Let $F$ be a field, $f \in F[x]$ of degree 2 or 3. Theorem: If $f$ has no roots, then $f$ is irreducible.
I have shown in several examples the above theorem holds. I am trying to find an example where the theorem does not hold in a degree-4 polynomial in $\mathbb{Q}[x]$.
The quartic polynomial that I have tried was $(x^4 - 22x^2 + 1)$. By the Rational Roots Theorem, the only possible rational roots for $(x^4 - 22x^2 + 1)$ are $\pm$1. But $(1)^4 - 22(1)^2 + 1 \neq 0$ and $(-1)^4 - 22(-1)^2 + 1 \neq 0$. Hence $(x^4 - 22x^2 + 1)$ has no roots. As I'm trying to show that $(x^4 - 22x^2 + 1)$ is reducible, I know that (from WolfRamAlpha) "A polynomial is said to be irreducible if it cannot be factored into nontrivial polynomials over the same field." So, if I can't factor $(x^4 - 22x^2 + 1)$ into nontrivial polynomials over $\mathbb{Q}[x]$, then $(x^4 - 22x^2 + 1)$ over $\mathbb{Q}[x]$ is irreducible. Since I don't know how to factor $(x^4 - 22x^2 + 1)$ into nontrivial polynomials over $\mathbb{Q}[x]$, can I conclude that $(x^4 - 22x^2 + 1)$ over $\mathbb{Q}[x]$ is reducible?

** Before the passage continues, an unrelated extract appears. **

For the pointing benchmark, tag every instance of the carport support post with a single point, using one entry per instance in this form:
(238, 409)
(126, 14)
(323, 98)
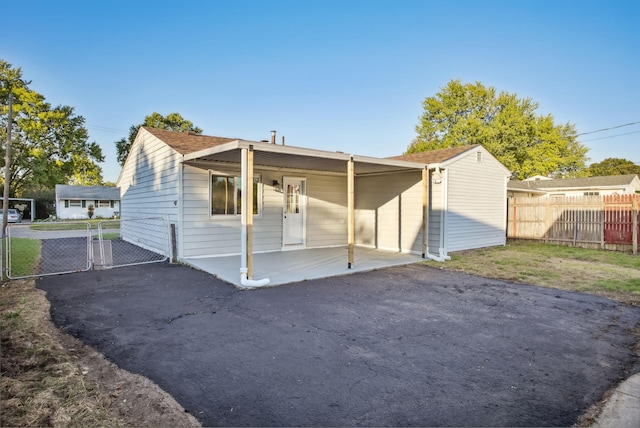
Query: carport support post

You can't conclude that your polynomial is irreducible until you prove that it cannot be factored nontrivially over $\Bbb Q$. This will take some effort, presumably.
You could write $x^4-22x^2+1=(x^2+bx+c)(x^2+dx+e)$, get a system of equations, and try to solve it.

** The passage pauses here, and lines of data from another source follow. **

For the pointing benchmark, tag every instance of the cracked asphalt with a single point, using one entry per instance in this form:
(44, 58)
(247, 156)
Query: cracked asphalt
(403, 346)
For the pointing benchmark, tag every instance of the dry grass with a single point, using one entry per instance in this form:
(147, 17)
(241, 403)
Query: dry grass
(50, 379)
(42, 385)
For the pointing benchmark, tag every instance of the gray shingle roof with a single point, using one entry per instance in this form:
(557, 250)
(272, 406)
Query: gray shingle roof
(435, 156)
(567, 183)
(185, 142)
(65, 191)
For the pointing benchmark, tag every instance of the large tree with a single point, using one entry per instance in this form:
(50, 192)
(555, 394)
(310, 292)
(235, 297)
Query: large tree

Namely, $\begin{cases} b+d=0\\bd+e+c=-22\\cd+eb=0\\ec=1\end{cases}$.
So, I get that $(c-e)d=0$, hence either $c=e=\pm1$ or $b=d=0$.

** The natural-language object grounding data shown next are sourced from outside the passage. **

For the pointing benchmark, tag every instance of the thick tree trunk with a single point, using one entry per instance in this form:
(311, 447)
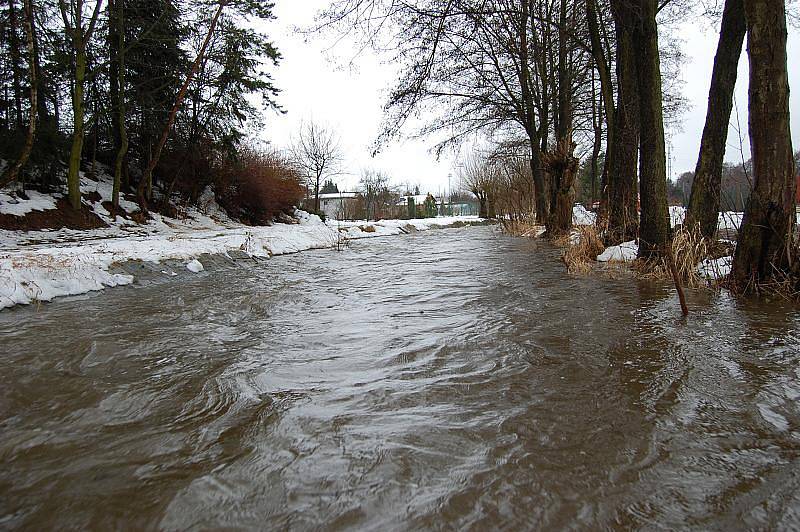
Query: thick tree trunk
(654, 228)
(560, 164)
(12, 173)
(45, 120)
(316, 195)
(147, 177)
(764, 247)
(607, 91)
(703, 211)
(15, 57)
(73, 173)
(117, 82)
(539, 189)
(622, 159)
(563, 167)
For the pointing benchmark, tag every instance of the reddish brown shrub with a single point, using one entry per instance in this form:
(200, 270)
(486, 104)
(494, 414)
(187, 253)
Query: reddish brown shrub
(258, 186)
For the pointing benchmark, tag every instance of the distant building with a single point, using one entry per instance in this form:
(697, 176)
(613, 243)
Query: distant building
(338, 205)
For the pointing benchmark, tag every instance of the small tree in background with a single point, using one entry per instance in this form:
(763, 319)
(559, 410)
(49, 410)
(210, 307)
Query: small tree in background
(317, 154)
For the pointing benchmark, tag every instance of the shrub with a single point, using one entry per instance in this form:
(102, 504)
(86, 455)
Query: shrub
(258, 186)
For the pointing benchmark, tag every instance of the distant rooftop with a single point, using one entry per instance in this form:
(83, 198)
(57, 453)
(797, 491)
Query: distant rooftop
(338, 195)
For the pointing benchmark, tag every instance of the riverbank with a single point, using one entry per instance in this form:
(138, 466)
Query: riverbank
(42, 265)
(702, 264)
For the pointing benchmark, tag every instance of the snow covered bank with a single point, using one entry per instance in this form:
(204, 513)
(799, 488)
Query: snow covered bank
(42, 265)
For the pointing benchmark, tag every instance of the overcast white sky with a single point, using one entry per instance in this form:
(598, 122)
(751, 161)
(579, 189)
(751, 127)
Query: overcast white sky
(317, 85)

But $c=e=1\implies b=-24/d\implies d-24/d=0\implies d=\sqrt{24}\not\in\Bbb Q$. Similarly if $c=e=-1$.
On the other hand, $b=d=0\implies e+1/e=-22\implies e^2+22e+1=0$. This gives again that $e$ is not rational, as the discriminant $480$ isn't a perfect square.
Alternatively, how about starting from the factorization, as in $((x-\sqrt2)(x+\sqrt2))^2=(x^2-2)^2=x^4-4x^2+4$? Unlike the examples in the comments, here the roots are real. Not that it matters.